Ebola salgınında önemli badireler yaşayan Batı Afrika ülkeleri de koronavirüsün ilerleyişini takip etmek ve izlemek için mahallî örgütlenmelerin dayanağını aldı.
Prof. Dr. King, salgının birinci dalgasında, evvelki salgınlardan ders çıkarılmasının, AIDS salgınına “çok yanlış” karşılık veren Güney Afrika’ya yardımcı olduğunu belirtiyor.
Fakat ülkedeki durum, kısmen geçen yılın sonlarında ortaya çıkan yeni çeşide de bağlı olarak, ikinci dalgada değerli ölçüde berbatlaştı.

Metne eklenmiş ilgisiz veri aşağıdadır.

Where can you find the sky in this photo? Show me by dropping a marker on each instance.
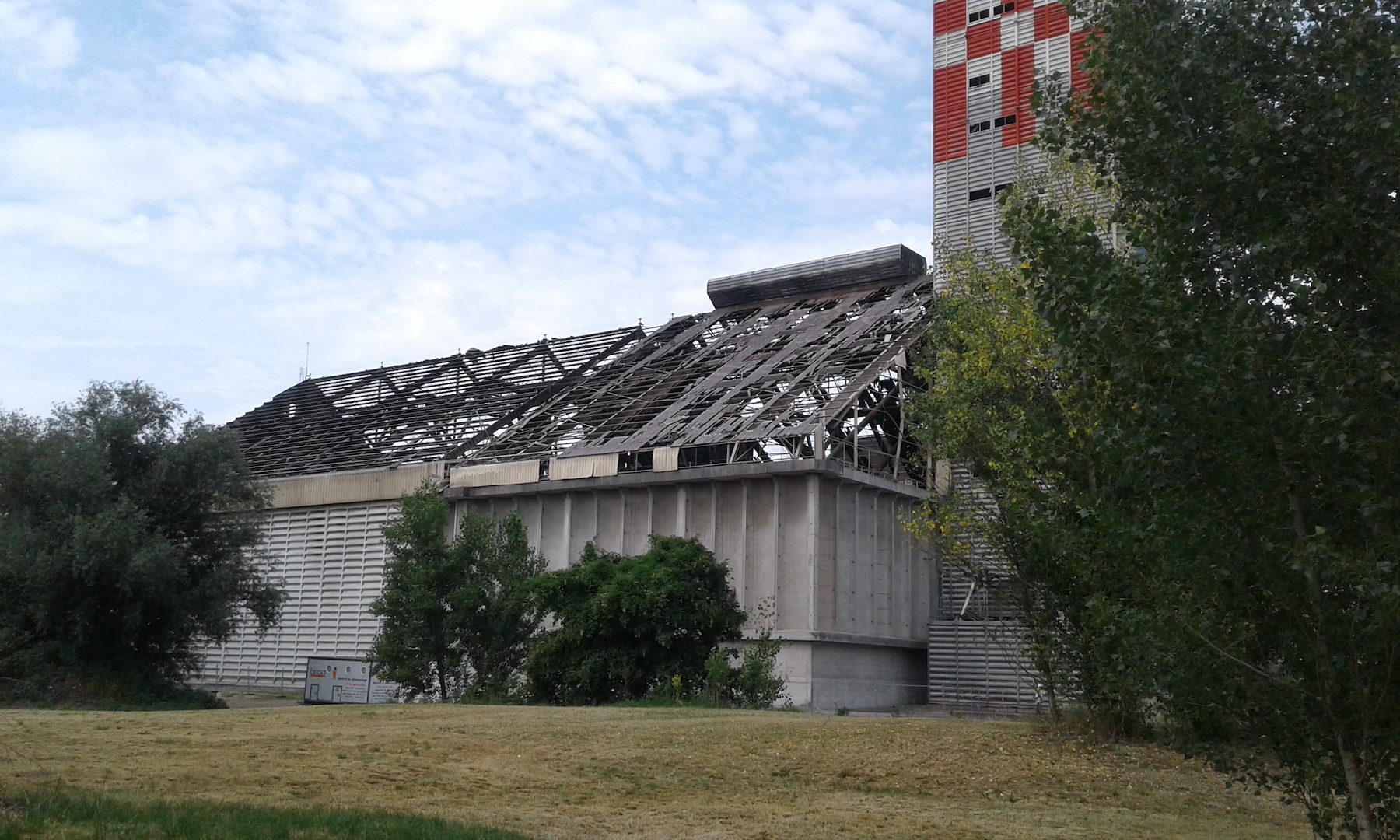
(191, 194)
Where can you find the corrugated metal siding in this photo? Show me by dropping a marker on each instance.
(331, 563)
(665, 460)
(586, 467)
(495, 475)
(376, 485)
(979, 667)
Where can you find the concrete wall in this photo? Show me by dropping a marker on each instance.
(852, 594)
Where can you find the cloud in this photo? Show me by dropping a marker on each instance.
(33, 38)
(394, 181)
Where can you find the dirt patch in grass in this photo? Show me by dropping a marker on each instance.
(576, 773)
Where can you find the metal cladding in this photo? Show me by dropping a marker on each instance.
(987, 58)
(408, 413)
(892, 262)
(807, 376)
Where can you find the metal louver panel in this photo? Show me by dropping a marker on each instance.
(329, 560)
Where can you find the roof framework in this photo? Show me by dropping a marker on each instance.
(811, 376)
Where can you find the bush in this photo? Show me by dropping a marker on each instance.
(626, 626)
(752, 684)
(457, 623)
(128, 541)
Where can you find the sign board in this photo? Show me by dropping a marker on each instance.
(346, 681)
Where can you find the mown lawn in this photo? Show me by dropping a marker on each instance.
(576, 773)
(54, 814)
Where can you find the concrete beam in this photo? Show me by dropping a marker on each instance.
(723, 472)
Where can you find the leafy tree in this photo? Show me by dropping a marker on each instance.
(1242, 342)
(128, 541)
(996, 401)
(626, 625)
(457, 621)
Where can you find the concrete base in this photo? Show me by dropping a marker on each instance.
(824, 677)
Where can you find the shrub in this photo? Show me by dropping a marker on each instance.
(455, 621)
(623, 626)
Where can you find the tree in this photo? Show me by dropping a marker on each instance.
(455, 616)
(626, 625)
(128, 541)
(994, 401)
(1244, 349)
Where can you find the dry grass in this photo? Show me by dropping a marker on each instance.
(646, 772)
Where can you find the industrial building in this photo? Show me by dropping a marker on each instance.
(769, 429)
(987, 58)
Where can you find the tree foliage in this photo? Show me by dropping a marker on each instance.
(996, 401)
(128, 539)
(457, 621)
(1235, 342)
(626, 625)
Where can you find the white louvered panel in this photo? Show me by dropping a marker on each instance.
(980, 667)
(983, 224)
(1042, 59)
(1007, 161)
(1059, 49)
(1010, 31)
(1025, 28)
(950, 49)
(331, 565)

TOPLUMSAL SİYASET ADIMLARI
King, son olarak, bireylerin ve küçük işletmelerin kısıtlama kurallarına uymasını sağlamak hedefiyle hazırlanmış güçlü bir dizi toplumsal siyaset olmadan hiçbir stratejinin büsbütün başarılı olamayacağını söylüyor.

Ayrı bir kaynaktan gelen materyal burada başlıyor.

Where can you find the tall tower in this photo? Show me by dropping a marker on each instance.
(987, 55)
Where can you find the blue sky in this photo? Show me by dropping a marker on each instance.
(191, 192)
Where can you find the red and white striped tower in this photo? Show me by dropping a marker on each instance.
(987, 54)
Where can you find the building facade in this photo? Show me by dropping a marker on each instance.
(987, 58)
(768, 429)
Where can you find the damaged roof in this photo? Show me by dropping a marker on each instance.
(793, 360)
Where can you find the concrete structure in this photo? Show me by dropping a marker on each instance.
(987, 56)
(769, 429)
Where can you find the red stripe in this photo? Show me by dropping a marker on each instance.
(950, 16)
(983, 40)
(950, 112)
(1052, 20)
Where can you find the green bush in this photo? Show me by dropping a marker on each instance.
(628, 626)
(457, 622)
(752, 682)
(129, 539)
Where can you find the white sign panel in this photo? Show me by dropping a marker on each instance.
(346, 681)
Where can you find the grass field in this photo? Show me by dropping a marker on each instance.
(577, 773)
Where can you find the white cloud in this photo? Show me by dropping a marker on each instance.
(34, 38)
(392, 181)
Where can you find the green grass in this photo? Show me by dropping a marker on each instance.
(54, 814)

Kovid-19, sıhhat hizmetlerine erişimdeki eşitsizlikleri ve insanların meskende kalma davetlerine uyma güçlerinin yaptıkları işlerle irtibatlı olduğunu göz önüne serdi.
Yoksulluk, cinsiyet, iş maharetleri ve göçmenlik durumu, toplumlarda enfeksiyonlara daha hassas bölümleri belirleyen fay çizgileri haline geldi.
Tekrar de hükümetlerin, krizi yönetmek ve ekonomiyi desteklemek için yürürlüğe soktukları toplumsal siyasetler ortasında kıymetli farklar görüldü.
Örneğin Almanya, çocuklarının uzaktan eğitimine yardımcı olurken birebir vakitte kendi işini yapmak zorunda kalan ebeveynlere ek müsaade vereceğini açıkladı.
Prof. Dr. King, Çin’in yaklaşımının aktifliğinin ardında da uygulanan katı ve acımasız kısıtlamalardan çok, bu stil toplumsal siyasetler yattığı görüşünde:
“Çin, güçlü toplumsal siyasetler uygulayarak kitlesel açlığın ortaya çıkmasını engellemek hedefiyle kâfi adımları attı. Bu nedenle, bilhassa de -Yeni Zelanda ve Almanya’daki üzere demokratik sistem içerisinde atılmış adımları da göz önüne aldığımızda bunun otoriter tabiatından kaynaklandığını söylemek biraz riskli.”
ZAMANLAMA KRİTİK
King, hükümetlerin aldığı tedbirleri belirleyen farklı etkenler olmasına rağmen bunların uygulama suratının Kovid-19’un birinci dalgasına karşı “gerçekten de başarıyı tanımlayan unsur” olduğunu söylüyor.
Bu müşahede, salgın devrinde tedbir alınmasında geç kalınmasının can kaybını artırdığı ve nispeten güçlü görünen sıhhat sistemlerinin koronavirüs hadiselerinin suratına yetişemediğini gösteren öteki çalışmalarla da paralellik taşıyor.
Bu stil çalışmalardan birine imza atan İngiltere’deki Exeter Üniversitesi’nden Etraf İktisadı profesörü olan Ian J. Bateman, BBC’ye yaptığı değerlendirmede, “Bunun gerçek bir salgın olduğuna dair göstergeler hakikaten çok açıktı. Mevt oranının mevcut halinden daha yüksek olmadığı için çok şanslıydık ve çok şanslıyız” diyor ve ekliyor:
“Kovid’in yalnızca can kaybı değil, tıpkı vakitte uzun vadeli sıhhat sistemi ve iktisat üzerindeki zincirleme tesirleri de işi talihe bırakmanın yanlışsız yaklaşım olmadığını gösteriyor. Geç, isteksiz, çok karmaşık ve tutarsız bir halde hareket etmek, daha fazla mevt, daha fazla hastalık, daha yüksek maliyet ve daha büyük ekonomik ziyanı da beraberinde getirir.”